I don't have any answers on any of these questions. I'm looking into it myself.

Mitchell said...

One reason that conformal gravity is interesting, is that it is closely related to ordinary ("Einstein") gravity. At the end, Mannheim cites some work by 't Hooft in which (as I recall) a renormalization counterterm for Einstein gravity, is something from conformal gravity. And conversely, Maldacena wrote about how to get Einstein gravity from conformal gravity, I think by projecting out the bad quantum states from the Hilbert space.

Mannheim is not combining internal symmetries with spacetime symmetry. The standard model without a Higgs does have conformal symmetry, but it is a separate symmetry to the gauge symmetries.

As usual one should distinguish between global and local symmetries. e.g. a free Dirac electron has a global phase symmetry, but a Dirac electron interacting with the photon field has a local phase symmetry, indeed gauging the phase symmetry implies the photon field, which is the gauge field of the U(1) phase symmetry.

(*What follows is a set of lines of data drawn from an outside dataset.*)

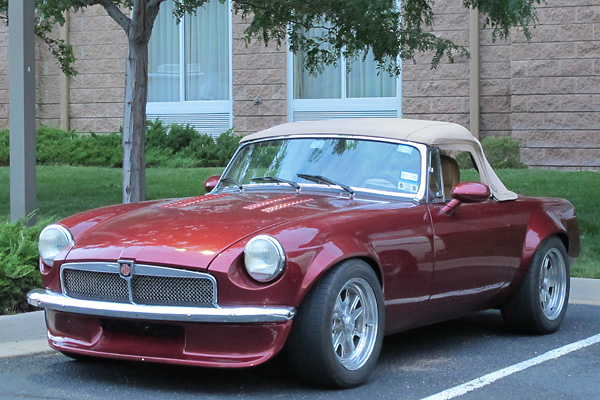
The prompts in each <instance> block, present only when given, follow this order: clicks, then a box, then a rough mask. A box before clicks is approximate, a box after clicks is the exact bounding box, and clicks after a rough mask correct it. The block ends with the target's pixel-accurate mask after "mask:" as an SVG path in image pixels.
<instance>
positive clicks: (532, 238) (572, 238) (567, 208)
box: [511, 201, 579, 287]
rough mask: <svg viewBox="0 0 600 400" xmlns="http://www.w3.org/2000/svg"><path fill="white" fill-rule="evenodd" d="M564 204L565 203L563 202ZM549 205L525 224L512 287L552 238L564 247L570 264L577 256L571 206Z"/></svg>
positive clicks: (577, 237)
mask: <svg viewBox="0 0 600 400" xmlns="http://www.w3.org/2000/svg"><path fill="white" fill-rule="evenodd" d="M565 203H566V202H565ZM565 203H563V202H560V203H559V202H558V201H557V203H549V204H545V205H544V206H543V207H540V208H539V209H538V210H536V211H535V212H533V213H532V215H531V217H530V218H529V221H528V224H527V231H526V234H525V241H524V243H523V249H522V253H521V264H520V266H519V270H518V271H517V273H516V275H515V278H514V280H513V282H512V285H511V286H513V287H516V286H518V283H519V282H520V281H521V279H522V278H523V275H525V272H526V271H527V269H528V268H529V265H530V264H531V262H532V260H533V257H534V255H535V253H536V251H537V250H538V249H539V248H540V246H542V245H543V244H544V243H545V242H546V241H548V240H549V239H550V238H552V237H557V238H559V239H560V241H561V242H562V243H563V245H564V246H565V249H566V250H567V254H568V256H569V257H570V258H571V260H567V262H570V264H572V263H573V261H574V260H575V259H576V258H577V256H578V255H579V228H578V226H577V220H576V218H575V214H574V209H573V206H572V205H571V204H570V203H566V204H565Z"/></svg>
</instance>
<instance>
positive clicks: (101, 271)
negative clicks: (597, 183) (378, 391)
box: [29, 119, 580, 387]
mask: <svg viewBox="0 0 600 400" xmlns="http://www.w3.org/2000/svg"><path fill="white" fill-rule="evenodd" d="M459 153H464V154H465V155H466V156H468V157H467V158H470V159H471V160H472V163H473V165H474V167H475V168H474V169H469V170H462V171H461V170H460V168H459V165H458V164H457V162H456V161H455V158H454V157H456V156H457V155H458V154H459ZM461 175H462V178H463V179H461ZM465 176H466V179H465ZM461 180H467V181H468V182H461ZM205 187H206V188H207V190H208V191H209V192H210V193H208V194H206V195H204V196H198V197H192V198H185V199H171V200H159V201H149V202H142V203H134V204H123V205H116V206H111V207H105V208H101V209H97V210H91V211H87V212H84V213H81V214H78V215H75V216H72V217H69V218H66V219H64V220H62V221H60V222H59V223H57V224H53V225H50V226H48V227H46V228H45V229H44V230H43V232H42V233H41V235H40V241H39V249H40V256H41V260H40V270H41V273H42V278H43V284H44V286H45V288H44V289H38V290H34V291H32V292H30V293H29V302H30V303H31V304H33V305H35V306H39V307H43V308H45V310H46V323H47V327H48V340H49V342H50V345H51V346H52V347H53V348H55V349H57V350H60V351H61V352H63V353H64V354H66V355H68V356H71V357H74V358H81V357H88V358H89V357H108V358H117V359H126V360H138V361H149V362H159V363H173V364H184V365H197V366H208V367H247V366H253V365H257V364H260V363H263V362H265V361H267V360H269V359H271V358H272V357H274V356H275V355H276V354H277V353H279V352H280V351H281V350H282V349H283V348H284V347H285V349H286V351H285V353H286V354H285V355H286V357H288V360H289V365H290V367H291V368H293V370H295V372H296V373H297V374H298V376H299V377H300V378H302V379H303V380H305V381H308V382H310V383H313V384H318V385H326V386H333V387H351V386H356V385H359V384H361V383H362V382H364V381H365V380H366V379H367V377H368V375H369V372H370V371H371V370H372V369H373V368H374V366H375V364H376V362H377V358H378V355H379V353H380V349H381V344H382V340H383V336H384V335H386V334H391V333H395V332H399V331H403V330H406V329H410V328H413V327H417V326H423V325H426V324H432V323H435V322H438V321H442V320H447V319H450V318H454V317H458V316H462V315H465V314H467V313H471V312H473V311H477V310H483V309H489V308H499V309H500V310H501V312H502V316H503V317H504V320H505V321H506V323H507V324H508V325H509V326H511V327H513V328H515V329H516V330H518V331H524V332H529V333H537V334H544V333H550V332H553V331H555V330H556V329H558V328H559V326H560V324H561V322H562V321H563V318H564V315H565V312H566V309H567V302H568V297H569V267H570V265H571V264H572V263H573V262H574V260H575V259H576V257H577V256H578V254H579V249H580V242H579V228H578V226H577V222H576V217H575V211H574V209H573V206H572V205H571V204H570V203H569V202H568V201H566V200H561V199H551V198H531V197H524V196H519V195H517V194H515V193H513V192H511V191H509V190H508V189H507V188H506V187H505V186H504V185H503V184H502V182H501V181H500V179H499V178H498V176H497V175H496V174H495V172H494V171H493V169H492V168H491V166H490V164H489V163H488V162H487V160H486V158H485V156H484V154H483V152H482V148H481V145H480V144H479V142H478V141H477V140H476V139H475V138H474V137H473V136H472V135H471V134H470V133H469V131H468V130H466V129H465V128H463V127H461V126H459V125H456V124H451V123H443V122H433V121H419V120H403V119H356V120H352V119H347V120H331V121H318V122H298V123H288V124H283V125H279V126H276V127H274V128H271V129H267V130H265V131H262V132H258V133H255V134H252V135H249V136H246V137H244V138H243V139H242V141H241V143H240V147H239V149H238V150H237V152H236V154H235V155H234V157H233V158H232V160H231V162H230V163H229V165H228V166H227V168H226V169H225V171H224V172H223V174H222V175H221V176H217V177H211V178H209V179H208V180H207V181H206V183H205Z"/></svg>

The conformal symmetry of the conformal standard model is a global symmetry, but conformal gravity has local conformal invariance.

neo said...

Mitchel

thanks, other than supersymmetry has there been any theory of gravity that starts with the internal symmetries of the standard model, then create a theory of gravity out of that?

what do you think of these papers that show you can derive MOND from conformal gravity? and since it has conformal symmetry, does this imply it is also asymptotically safe?